Inflation Is Dead. Long Live Inflation. Or Deflation
Last week’s inflation numbers sparked a series of posts and articles commenting on the matter with the proclamation that inflation is nowhere in sight:
- Buying [Treasuries] on the Death of Inflation (WSJ)
- Inflation Issuance Hits Record $200 Billion; Predictably Wrong Hyperinflation Calls; Ducks in a Row (Mish’s blog)
While these two articles seem to share similar premises, the tone between the two are stark in contrast. The Journal’s piece puts low inflation numbers (ex-food & energy) in the context of a benign recovery. Perhaps the Dow Jones division of Fox Corp decided to push a happy view of the economy since I noticed the following article in the current Barron’s:
Written by the ever-disposable Gene Epstein, I’m not sure the cover article is worth reading.
As long-time readers know, I usually refrain from placing bets on macro-economic calls and am not necessarily disputing these assertions that inflation is not a concern at the moment. But what I do have a problem with is the reasoning behind some of these articles.
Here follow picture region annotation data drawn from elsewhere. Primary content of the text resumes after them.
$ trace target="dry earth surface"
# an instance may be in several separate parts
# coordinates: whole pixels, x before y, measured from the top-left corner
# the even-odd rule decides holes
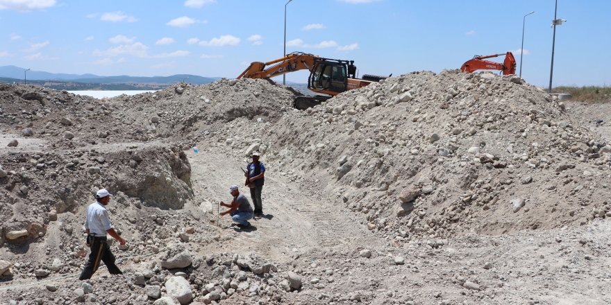
[[[609,103],[456,70],[295,94],[0,85],[0,302],[611,303]],[[257,150],[265,216],[233,229],[217,202]],[[100,188],[124,274],[81,281]]]

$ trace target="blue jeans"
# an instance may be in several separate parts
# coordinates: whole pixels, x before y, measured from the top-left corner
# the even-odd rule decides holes
[[[237,211],[229,214],[234,223],[240,225],[246,225],[249,224],[248,220],[252,219],[253,214],[251,212],[238,212]]]

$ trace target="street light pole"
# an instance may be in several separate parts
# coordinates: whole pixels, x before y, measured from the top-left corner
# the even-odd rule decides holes
[[[24,70],[24,85],[27,84],[27,82],[26,80],[26,72],[27,72],[28,71],[30,71],[30,68],[28,68],[28,69]]]
[[[290,3],[293,0],[289,0],[286,4],[284,5],[284,51],[283,54],[283,57],[286,56],[286,7],[289,5]],[[283,74],[282,76],[282,85],[286,85],[286,74]]]
[[[520,48],[520,77],[522,77],[522,56],[524,55],[524,26],[526,24],[526,16],[534,13],[535,11],[532,11],[524,15],[524,18],[522,19],[522,47]]]
[[[551,26],[554,28],[554,34],[553,38],[552,38],[551,41],[551,67],[549,69],[549,92],[551,93],[551,79],[552,76],[553,76],[553,52],[554,52],[554,46],[556,43],[556,26],[562,25],[563,22],[565,22],[567,20],[564,19],[559,19],[556,18],[556,15],[558,12],[558,0],[556,0],[556,8],[554,10],[554,19],[552,21]]]

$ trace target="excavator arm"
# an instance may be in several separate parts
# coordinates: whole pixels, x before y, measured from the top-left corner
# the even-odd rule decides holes
[[[267,62],[254,62],[237,78],[270,78],[298,70],[311,71],[319,59],[315,55],[294,52]]]
[[[476,70],[499,70],[503,71],[503,75],[515,74],[516,61],[511,52],[507,52],[505,54],[505,61],[501,64],[500,62],[485,60],[487,58],[492,58],[501,56],[503,54],[492,54],[486,56],[476,55],[471,60],[467,60],[462,64],[460,71],[463,72],[471,73]]]

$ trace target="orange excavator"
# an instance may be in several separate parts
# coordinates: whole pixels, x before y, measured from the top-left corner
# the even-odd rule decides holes
[[[310,71],[308,89],[326,95],[297,96],[293,101],[293,106],[299,110],[320,105],[344,91],[360,88],[386,78],[369,74],[357,78],[353,60],[324,58],[303,52],[293,52],[267,62],[254,62],[237,78],[271,78],[304,69]]]
[[[501,56],[503,54],[492,54],[487,56],[475,55],[472,60],[462,64],[460,71],[471,73],[476,70],[500,70],[503,75],[515,74],[516,62],[511,52],[505,53],[505,61],[500,62],[485,60],[486,58],[492,58]]]

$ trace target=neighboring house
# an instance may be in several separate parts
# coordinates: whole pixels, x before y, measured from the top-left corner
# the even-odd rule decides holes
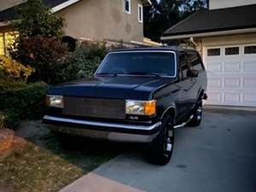
[[[0,3],[0,55],[14,32],[9,20],[24,0]],[[43,0],[66,20],[65,35],[75,39],[143,42],[143,6],[150,0]],[[11,7],[10,5],[15,6]],[[19,4],[19,5],[16,5]],[[4,9],[4,8],[8,8]],[[10,39],[10,40],[9,40]]]
[[[208,76],[208,104],[256,107],[256,0],[210,0],[166,30],[163,41],[192,42]]]

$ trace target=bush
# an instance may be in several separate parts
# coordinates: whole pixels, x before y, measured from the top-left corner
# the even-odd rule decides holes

The tone set by the WSJ article suggests benign inflation amidst a sustainable economic recovery — yet another variation of the Goldilocks not-too-hot-or-cold theme. Mish Shedlock doesn’t see inflation either but attributes its absence to hiding-in-plain-sight deflation — a nastier beast than the pleasant affair suggested by the Dow Jones news crew.
I don’t know whether the dice will turn up inflation or deflation. But after a massive credit crisis followed by unprecedented monetary intervention, the one outcome I would definitely short is a happy ending.